That "distance" affects the inductance, as does "distance" in free air versus over a plane. So, it depends. To take away the magic, lets examine the knobs and levers we can adjust.
Lets examine the "circuit", the CLC, the cap-inductor-cap, formed by the off-chip capacitor and the leadframe/bondwire/vias/PCBtraces inductor and the onchip depletionRegion+gateCapacitance...........all together forming a closed path for circulating currents in CLC PI resonator.
Its your job to identify that path (an IC with many VDDS and GNDs will have many such paths and many circulating/resonating paths), to identify the FAST edges (switching between ClassB pullup and pulldown, in an OpAmp, is FAST edge)that when correlated with the resonating paths will launch ringing/resonating, and to identify the DAMPENING.
Here is a PI CLC, of 100uF on left, 10nH on top, and 0.1uF on right, all with included parasitic ESR and ESL. The losses are 1milliOhm in each of C-L-C.
[ the greyed-out CLC on right is not part of simulation, but drawn to remind us of the dominant reactances]. Note the 20+dB peaking at 10KHz and 3Mhz.

Now, with optimal damping of 0.55 ohms (computed as sqrt(L/C) ), we see smooth plateaus of behavior, able to supply the surges as needed.
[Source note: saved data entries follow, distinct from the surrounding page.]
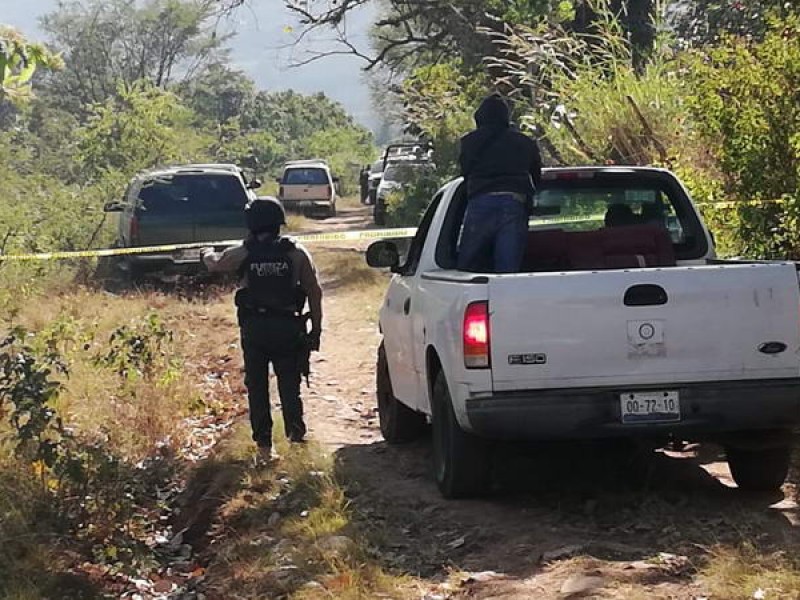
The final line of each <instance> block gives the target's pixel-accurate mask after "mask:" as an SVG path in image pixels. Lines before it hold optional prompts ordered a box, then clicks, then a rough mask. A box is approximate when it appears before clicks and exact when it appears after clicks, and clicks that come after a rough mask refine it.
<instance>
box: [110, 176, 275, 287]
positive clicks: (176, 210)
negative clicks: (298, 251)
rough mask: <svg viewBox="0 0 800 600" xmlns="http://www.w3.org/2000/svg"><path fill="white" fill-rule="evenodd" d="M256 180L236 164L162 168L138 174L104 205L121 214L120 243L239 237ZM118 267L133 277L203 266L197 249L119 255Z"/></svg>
mask: <svg viewBox="0 0 800 600" xmlns="http://www.w3.org/2000/svg"><path fill="white" fill-rule="evenodd" d="M259 185H260V182H259V181H258V180H253V181H248V180H247V178H246V177H245V175H244V173H243V171H242V170H241V169H239V168H238V167H236V166H235V165H229V164H198V165H194V164H192V165H183V166H175V167H166V168H163V169H158V170H153V171H146V172H143V173H140V174H138V175H136V176H135V177H134V178H133V180H132V181H131V183H130V184H129V185H128V189H127V190H126V192H125V197H124V199H123V200H122V201H121V202H109V203H107V204H106V206H105V207H104V210H105V211H106V212H117V213H119V221H118V225H117V240H116V246H117V247H120V248H131V247H137V246H138V247H142V246H161V245H168V244H186V243H194V242H218V241H225V240H232V239H239V238H243V237H244V236H245V235H246V232H247V229H246V227H245V222H244V207H245V205H246V204H247V203H248V202H249V201H250V200H252V199H253V198H255V193H254V192H253V191H252V190H253V189H254V188H257V187H258V186H259ZM116 266H117V267H118V268H119V269H120V270H122V271H123V272H124V273H126V274H127V275H128V276H130V277H131V278H133V279H136V278H139V277H141V276H143V275H144V274H146V273H149V272H155V271H160V272H165V273H175V272H179V273H191V272H197V271H200V270H201V269H202V267H201V262H200V249H199V248H192V249H188V250H175V251H166V252H147V253H142V254H132V255H128V256H122V257H120V258H119V259H118V260H117V261H116Z"/></svg>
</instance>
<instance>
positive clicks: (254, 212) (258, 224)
mask: <svg viewBox="0 0 800 600" xmlns="http://www.w3.org/2000/svg"><path fill="white" fill-rule="evenodd" d="M244 215H245V222H246V223H247V228H248V229H249V230H250V231H251V232H253V233H261V232H262V231H265V230H267V229H273V228H275V227H279V226H280V225H285V224H286V213H285V212H284V210H283V204H281V202H280V200H278V199H277V198H275V197H273V196H263V197H261V198H256V199H255V200H253V201H251V202H250V203H249V204H248V205H247V206H246V207H245V209H244Z"/></svg>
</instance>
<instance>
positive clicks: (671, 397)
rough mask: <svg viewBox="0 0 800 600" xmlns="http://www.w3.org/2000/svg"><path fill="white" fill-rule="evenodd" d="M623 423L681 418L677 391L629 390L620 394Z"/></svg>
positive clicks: (657, 422) (620, 404) (650, 421)
mask: <svg viewBox="0 0 800 600" xmlns="http://www.w3.org/2000/svg"><path fill="white" fill-rule="evenodd" d="M619 402H620V414H621V415H622V422H623V423H664V422H670V421H680V420H681V403H680V400H679V398H678V392H629V393H627V394H620V397H619Z"/></svg>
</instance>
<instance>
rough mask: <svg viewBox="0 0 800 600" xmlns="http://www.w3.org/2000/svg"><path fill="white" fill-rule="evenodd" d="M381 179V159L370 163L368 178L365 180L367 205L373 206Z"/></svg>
mask: <svg viewBox="0 0 800 600" xmlns="http://www.w3.org/2000/svg"><path fill="white" fill-rule="evenodd" d="M382 177H383V159H382V158H381V159H379V160H376V161H375V162H374V163H372V166H370V169H369V178H368V179H367V201H366V203H367V204H375V199H376V198H377V195H378V186H379V185H380V184H381V178H382Z"/></svg>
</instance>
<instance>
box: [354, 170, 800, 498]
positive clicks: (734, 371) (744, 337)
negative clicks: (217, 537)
mask: <svg viewBox="0 0 800 600" xmlns="http://www.w3.org/2000/svg"><path fill="white" fill-rule="evenodd" d="M464 187H465V186H464V185H463V182H462V181H461V180H455V181H453V182H451V183H449V184H448V185H446V186H445V187H444V188H443V189H442V190H440V191H439V192H438V193H437V194H436V196H435V197H434V198H433V200H432V202H431V204H430V205H429V207H428V210H427V212H426V213H425V214H424V216H423V218H422V221H421V222H420V225H419V228H418V230H417V234H416V236H415V238H414V239H413V240H412V242H411V244H410V247H409V251H408V252H407V254H406V256H405V257H403V258H402V260H401V257H400V256H399V252H398V251H397V248H396V246H394V244H393V243H392V242H391V241H381V242H375V243H374V244H373V245H372V246H371V247H370V249H369V252H368V254H367V259H368V262H369V263H370V264H372V265H373V266H384V267H386V266H388V267H390V268H391V269H392V271H393V272H394V276H393V278H392V281H391V283H390V285H389V289H388V290H387V293H386V297H385V301H384V304H383V306H382V308H381V312H380V328H381V331H382V333H383V342H382V344H381V347H380V349H379V353H378V406H379V414H380V416H381V428H382V431H383V433H384V437H386V439H387V440H389V441H403V440H406V439H410V438H413V437H415V436H416V435H418V434H419V433H420V431H422V430H423V429H424V427H425V424H426V423H430V424H431V425H432V428H433V440H434V452H433V455H434V467H435V472H436V477H437V483H438V484H439V487H440V489H441V491H442V493H443V494H444V495H445V496H448V497H456V496H468V495H475V494H479V493H482V492H484V491H486V490H487V489H488V488H489V486H490V483H491V472H490V471H491V468H490V466H491V460H490V457H491V454H492V450H493V447H494V445H495V443H496V442H498V441H502V440H511V441H537V440H571V439H572V440H583V439H600V438H638V439H646V440H649V441H654V442H656V443H664V442H667V441H669V440H675V439H678V440H687V441H696V442H704V441H712V442H716V443H719V444H722V445H723V446H724V448H725V450H726V454H727V458H728V462H729V465H730V467H731V471H732V474H733V477H734V479H735V481H736V482H737V483H738V484H739V486H740V487H744V488H749V489H775V488H776V487H780V485H781V484H782V483H783V481H784V478H785V476H786V473H787V470H788V464H789V456H790V453H791V441H790V440H791V436H790V430H791V428H792V427H793V426H794V425H795V424H796V422H797V420H798V418H800V360H798V352H799V351H800V310H798V308H799V307H800V287H799V286H798V276H797V269H796V267H795V265H794V263H790V262H763V261H749V262H748V261H723V260H719V259H717V258H716V256H715V254H714V247H713V240H712V238H711V235H710V234H709V232H708V230H707V228H706V227H705V225H704V223H703V221H702V218H701V216H700V214H699V212H698V211H697V209H696V207H695V206H694V204H693V203H692V201H691V199H690V198H689V195H688V193H687V192H686V189H685V188H684V187H683V186H682V185H681V183H680V182H679V181H678V179H677V178H676V177H675V176H674V175H673V174H672V173H670V172H668V171H666V170H662V169H651V168H619V167H593V168H592V167H589V168H573V169H567V168H565V169H547V170H545V172H544V174H543V180H542V184H541V185H540V187H539V190H538V191H537V195H536V199H535V203H534V205H535V206H534V209H533V214H532V215H531V217H530V220H529V231H528V237H527V251H526V255H525V259H524V261H523V265H522V268H521V270H520V272H519V273H513V274H502V275H500V274H493V273H490V272H488V269H481V270H479V271H480V272H463V271H459V270H457V269H456V264H457V256H458V247H459V236H460V231H461V224H462V221H463V216H464V212H465V210H466V203H467V198H466V196H465V190H464ZM488 258H490V257H487V259H488ZM488 264H491V261H489V260H487V265H488Z"/></svg>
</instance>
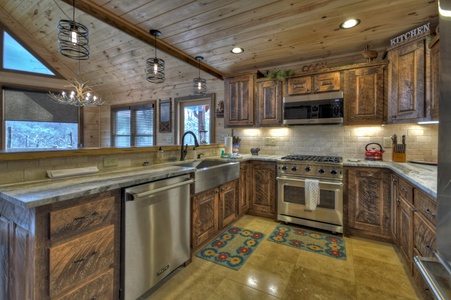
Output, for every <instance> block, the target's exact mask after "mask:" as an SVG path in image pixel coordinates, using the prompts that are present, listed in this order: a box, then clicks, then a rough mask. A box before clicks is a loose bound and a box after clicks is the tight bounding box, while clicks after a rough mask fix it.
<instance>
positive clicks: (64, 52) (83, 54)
mask: <svg viewBox="0 0 451 300" xmlns="http://www.w3.org/2000/svg"><path fill="white" fill-rule="evenodd" d="M72 7H73V20H60V21H59V22H58V27H57V29H58V52H59V53H60V54H61V55H64V56H66V57H68V58H71V59H77V60H86V59H89V30H88V28H87V27H86V26H84V25H83V24H80V23H77V22H75V0H73V1H72Z"/></svg>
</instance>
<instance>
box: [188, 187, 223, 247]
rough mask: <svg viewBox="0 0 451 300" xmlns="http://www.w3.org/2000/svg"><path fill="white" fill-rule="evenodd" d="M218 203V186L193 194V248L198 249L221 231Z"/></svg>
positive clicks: (192, 237) (218, 197) (192, 245)
mask: <svg viewBox="0 0 451 300" xmlns="http://www.w3.org/2000/svg"><path fill="white" fill-rule="evenodd" d="M218 203H219V191H218V189H217V188H214V189H210V190H207V191H204V192H201V193H198V194H195V195H194V196H193V218H192V222H193V237H192V244H193V245H192V247H193V249H197V248H198V247H199V246H201V245H202V244H203V243H204V242H206V241H208V240H209V239H210V238H212V237H214V236H215V235H216V234H217V233H218V232H219V207H218Z"/></svg>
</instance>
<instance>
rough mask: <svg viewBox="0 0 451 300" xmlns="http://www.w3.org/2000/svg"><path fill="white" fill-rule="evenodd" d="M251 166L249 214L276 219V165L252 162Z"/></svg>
mask: <svg viewBox="0 0 451 300" xmlns="http://www.w3.org/2000/svg"><path fill="white" fill-rule="evenodd" d="M250 164H251V169H250V172H251V181H252V184H251V201H250V203H249V211H248V213H249V214H251V215H257V216H261V217H267V218H271V219H274V220H275V219H276V216H277V215H276V214H277V211H276V207H277V190H276V189H277V185H276V163H273V162H263V161H252V162H250Z"/></svg>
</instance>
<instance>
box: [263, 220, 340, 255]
mask: <svg viewBox="0 0 451 300" xmlns="http://www.w3.org/2000/svg"><path fill="white" fill-rule="evenodd" d="M268 241H271V242H274V243H278V244H282V245H287V246H291V247H295V248H298V249H302V250H306V251H310V252H314V253H319V254H323V255H326V256H329V257H333V258H338V259H343V260H346V245H345V241H344V239H342V238H340V237H337V236H333V235H327V234H324V233H320V232H315V231H309V230H305V229H303V228H296V227H290V226H277V227H276V229H274V231H273V233H272V234H271V235H270V236H269V237H268Z"/></svg>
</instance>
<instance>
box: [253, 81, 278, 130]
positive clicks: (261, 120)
mask: <svg viewBox="0 0 451 300" xmlns="http://www.w3.org/2000/svg"><path fill="white" fill-rule="evenodd" d="M256 85H257V122H256V125H257V126H258V127H263V126H279V125H280V124H282V81H280V80H258V81H257V84H256Z"/></svg>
OpAmps have no power supply rejection at high frequencies, with 'high' depending on layout and quiescent current. If you need precision settling, you need to design ------design------ a VDD network with predictable ringing and with predictable dampening. You can seen performance flops of ICs that ignore this; one vendor merged a 24-bit ADC with a 33MHz MCU. The MCU must be SLOWED DOWN to 8MHz, before the ADC achieves the 24-bits. Why? Onchip ringing, triggered by the MCU clocking/movingprogram/movingdata, upsets the substrate and rails, never providing the QUIET TIME needed by the 24-bit ADC.
MCUs are more tolerant, we are told. But if you want a low-jitter MCU clock, pay attention to design-the-bypassing-and-grounding.
HighVoltage ICs will self-destruct, if you ignore inductance and dampening.
Warantee failures can result from many points in these systems, over temperature, over voltage (cap values change), as electrolytics age, and with initial component param variances of manufacturing. IC internal substrate resistances vary with doping fluctuations and temperature.